Occupy Fights for Couple That No Longer Occupies Its House

Defaulted homeowner moves out. Occupy protestors move in.

Normally a local chapter of the activist group makes a last-ditch effort to help struggling borrowers before they get kicked out of their home. Occasionally bad press coverage can prompt the lender to agree to a loan modification.

But a recent foreclosure protest in Minnesota violated the normal (dis)order.

Occupy protestors have vowed to return to the empty foreclosed home in south Minneapolis after holding two protests in the past month. The protestors caused such a fracas that neighbors called the police, according to the Minneapolis Star Tribune.

Freddie Mac took the extraordinary step of installing steel plates over the windows of the home at 4044 Cedar Ave. after Occupy protestors took boards off the windows in May and reoccupied the empty home.

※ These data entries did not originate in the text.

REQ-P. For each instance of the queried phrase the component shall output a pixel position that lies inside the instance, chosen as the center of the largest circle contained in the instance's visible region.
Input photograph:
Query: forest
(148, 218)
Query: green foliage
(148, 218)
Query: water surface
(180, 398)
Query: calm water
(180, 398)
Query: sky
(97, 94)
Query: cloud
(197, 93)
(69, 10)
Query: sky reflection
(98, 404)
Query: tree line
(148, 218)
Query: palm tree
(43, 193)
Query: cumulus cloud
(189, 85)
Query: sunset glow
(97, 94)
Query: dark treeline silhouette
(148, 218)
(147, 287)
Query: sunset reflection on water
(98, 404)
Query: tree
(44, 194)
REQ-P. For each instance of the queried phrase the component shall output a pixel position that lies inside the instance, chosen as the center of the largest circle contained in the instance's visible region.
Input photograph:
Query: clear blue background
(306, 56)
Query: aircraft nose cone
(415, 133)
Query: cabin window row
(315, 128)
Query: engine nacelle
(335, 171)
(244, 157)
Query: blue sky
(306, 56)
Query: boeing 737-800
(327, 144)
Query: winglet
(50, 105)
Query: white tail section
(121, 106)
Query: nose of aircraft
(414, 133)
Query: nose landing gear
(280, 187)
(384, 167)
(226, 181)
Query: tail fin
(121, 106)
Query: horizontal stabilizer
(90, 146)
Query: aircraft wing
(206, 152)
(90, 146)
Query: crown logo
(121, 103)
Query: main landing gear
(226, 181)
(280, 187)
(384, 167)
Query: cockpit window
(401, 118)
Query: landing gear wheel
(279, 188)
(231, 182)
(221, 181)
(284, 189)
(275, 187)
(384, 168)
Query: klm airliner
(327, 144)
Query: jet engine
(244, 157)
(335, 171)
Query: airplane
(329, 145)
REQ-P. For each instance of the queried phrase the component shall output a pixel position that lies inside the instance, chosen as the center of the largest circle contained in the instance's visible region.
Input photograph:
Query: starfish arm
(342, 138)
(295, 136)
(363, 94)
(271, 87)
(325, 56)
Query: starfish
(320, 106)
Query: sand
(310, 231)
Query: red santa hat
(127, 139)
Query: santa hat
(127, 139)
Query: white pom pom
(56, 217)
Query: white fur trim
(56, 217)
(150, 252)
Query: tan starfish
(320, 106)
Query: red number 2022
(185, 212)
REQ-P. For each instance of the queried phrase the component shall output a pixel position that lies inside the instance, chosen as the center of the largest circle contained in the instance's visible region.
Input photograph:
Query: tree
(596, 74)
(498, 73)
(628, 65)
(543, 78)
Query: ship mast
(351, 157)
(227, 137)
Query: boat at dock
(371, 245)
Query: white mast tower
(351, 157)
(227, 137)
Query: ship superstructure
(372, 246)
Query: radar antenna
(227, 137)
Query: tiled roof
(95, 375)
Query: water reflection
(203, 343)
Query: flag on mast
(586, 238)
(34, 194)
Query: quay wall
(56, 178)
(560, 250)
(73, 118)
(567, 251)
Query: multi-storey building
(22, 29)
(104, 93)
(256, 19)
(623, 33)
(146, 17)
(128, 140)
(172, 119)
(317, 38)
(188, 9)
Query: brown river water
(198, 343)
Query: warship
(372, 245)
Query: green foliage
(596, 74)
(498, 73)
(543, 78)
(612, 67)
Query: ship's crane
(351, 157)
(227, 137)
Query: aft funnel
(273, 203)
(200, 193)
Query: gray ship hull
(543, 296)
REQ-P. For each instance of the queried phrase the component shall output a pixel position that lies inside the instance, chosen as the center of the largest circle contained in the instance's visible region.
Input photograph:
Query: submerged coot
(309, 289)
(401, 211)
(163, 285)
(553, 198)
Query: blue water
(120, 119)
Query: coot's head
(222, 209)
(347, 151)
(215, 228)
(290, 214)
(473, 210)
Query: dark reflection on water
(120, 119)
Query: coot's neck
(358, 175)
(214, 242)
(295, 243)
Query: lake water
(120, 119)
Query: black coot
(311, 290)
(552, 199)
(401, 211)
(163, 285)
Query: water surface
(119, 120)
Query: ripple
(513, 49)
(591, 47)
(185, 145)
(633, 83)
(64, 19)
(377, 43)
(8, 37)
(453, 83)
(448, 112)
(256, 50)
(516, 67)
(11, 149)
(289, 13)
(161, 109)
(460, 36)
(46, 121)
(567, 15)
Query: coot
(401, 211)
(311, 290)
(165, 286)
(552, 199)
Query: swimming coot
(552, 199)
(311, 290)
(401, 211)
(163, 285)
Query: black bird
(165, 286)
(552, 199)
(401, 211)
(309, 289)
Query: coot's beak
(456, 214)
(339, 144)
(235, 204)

In this case, the former homeowner, David Cruz-Sanchez, got a $194,000 mortgage to buy the house in July 2007. He stopped paying his mortgage in August 2010 and Freddie took the home back at a sheriff's foreclosure auction in August 2011. Cruz-Sanchez and his wife continued to live in the home until April when they were evicted.

The couple's adult children had contacted a local nonprofit, Neighborhoods Organizing for Change, which decided to occupy the house to protest foreclosures even though Freddie had already legally taken back the property.

A Freddie Mac spokesman says the mortgage servicer, PNC Bank, tried to reach the borrower several times to discuss alternatives to foreclosure but the family did not respond. PNC declined to comment.

Neighborhoods Organizing for Change had planned to stage another protest at the home Friday.